We have well over a hundred factors that influence the suggestions ordering. Is the suggestion a symbol defined in the user’s project, a standard language library, or an imported third-party library? Is the place where the suggestion will be inserted in the beginning or in the middle of a line? Is there a dot in the line before this location? How much does the user work per day, on average? Do they have the suggestion definition opened right now in a different editor tab? 

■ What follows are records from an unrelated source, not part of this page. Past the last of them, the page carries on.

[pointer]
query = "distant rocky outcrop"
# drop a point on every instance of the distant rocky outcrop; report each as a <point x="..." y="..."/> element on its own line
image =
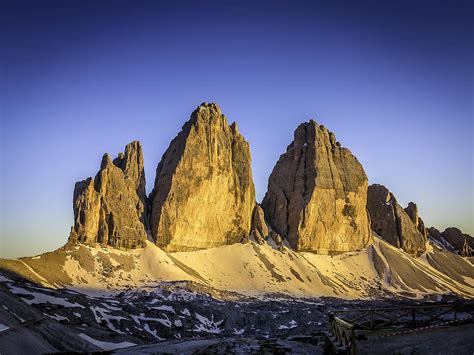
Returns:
<point x="110" y="209"/>
<point x="317" y="194"/>
<point x="400" y="227"/>
<point x="454" y="240"/>
<point x="204" y="194"/>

Machine learning allows us to extract the patterns in a semi-automated way and take all these and many other factors into account where it is not feasible to spell all the dependencies out explicitly. 

Taking this further, it is also possible to use AI to generate minor code fragments. If the editor completes the current line instead of just one word, there’s a good tradeoff between development speed and cognitive load:

Figure 3. An example of code completion suggesting more than a single word. 

Some companies make this feature the core of their business. For example, TabNine and Kite distribute their software as editor add-ons that help programmers complete lines “the AI way.”

Teaching the user to utilize new features

A source code editor is a complex piece of software. There are hundreds of productivity-boosting operations that can be invoked. Unfortunately, it is impossible for programmers to know them all.

We can promote certain functionality by showing tips on startup, but recalling these tips when the time comes to use them might be difficult. Programmers typically have a set of around fifty favorite commands. With intelligent tips, we must present a user with two or three actions that will be especially helpful to them based on their work patterns and habits. 

AI can be used to create these personalized recommendations. For example, we may want to tell the user about the code move operation if, and only if, they frequently perform cut/paste operations within the same screen:

Figure 4. The “Code move” operation editor tip.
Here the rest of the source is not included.